Some political events matter more than others. Occasionally, their significance announces itself immediately: a declaration of war, a coup, a scandal so consequential it’s obvious from the outset that it will mark an ending.

More often, though, significance is assigned rather than revealed, as observers rush to declare turning points whose meaning only settles into focus with time.

After the Tisza party’s landslide victory in Hungary’s April election, commentators made breathless claims about what Prime Minister Viktor Orbán’s downfall meant for the world. Some cast it as an international victory for liberalism. Others heralded the twilight of Europe’s hard right.

Within Hungary, however, the reality was more pedestrian. Despite Orbán’s relentless fearmongering about war and chaos, voters on both sides were driven largely by familiar concerns: the cost of living, the prospect of buying a home, the ability to start a family. And it begged the question, if this election was ultimately shaped chiefly by local economic grievances, how much did it really reveal about the future of Europe’s far right?

As my reporting for this month’s cover story shows, the answer is probably less than many assumed.
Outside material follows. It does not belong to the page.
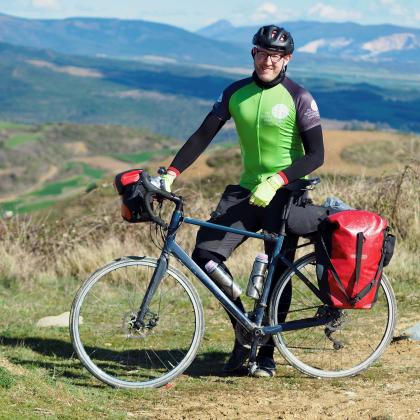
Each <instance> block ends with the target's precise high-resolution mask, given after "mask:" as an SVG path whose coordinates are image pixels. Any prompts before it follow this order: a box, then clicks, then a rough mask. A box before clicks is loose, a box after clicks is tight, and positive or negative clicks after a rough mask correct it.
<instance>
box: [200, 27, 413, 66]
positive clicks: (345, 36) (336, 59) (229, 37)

Orbán may have inspired admiration across the European right, but few parties shared either his ideological ambition or his willingness to push democratic constraints to their limits.

Writing about what is unlikely to happen, rather than predicting sweeping transnational trends, is not always the surest route to clicks or shares. But questioning the prevailing mood, or taking the long view of today’s events, has its own value. At the very least, we hope, it’s the kind of journalism that keeps certain readers coming back.

In the eight months since joining The Parliament as an editor, I have learned that these are also the stories our reporters most enjoy pursuing.

In this month’s edition, Peder Schaefer travels to the Baltics to ask what a stalled railway project reveals about the European Union’s ability to meet its 21st-century ambitions for defense and transportation. On neighboring pages, Paula Soler unpacks how artificial intelligence is reshaping the battlefield — and how regulation struggles to keep pace — while Federica Di Sario pulls back the lens on Europe’s energy crisis and asks whether it might all have been avoided.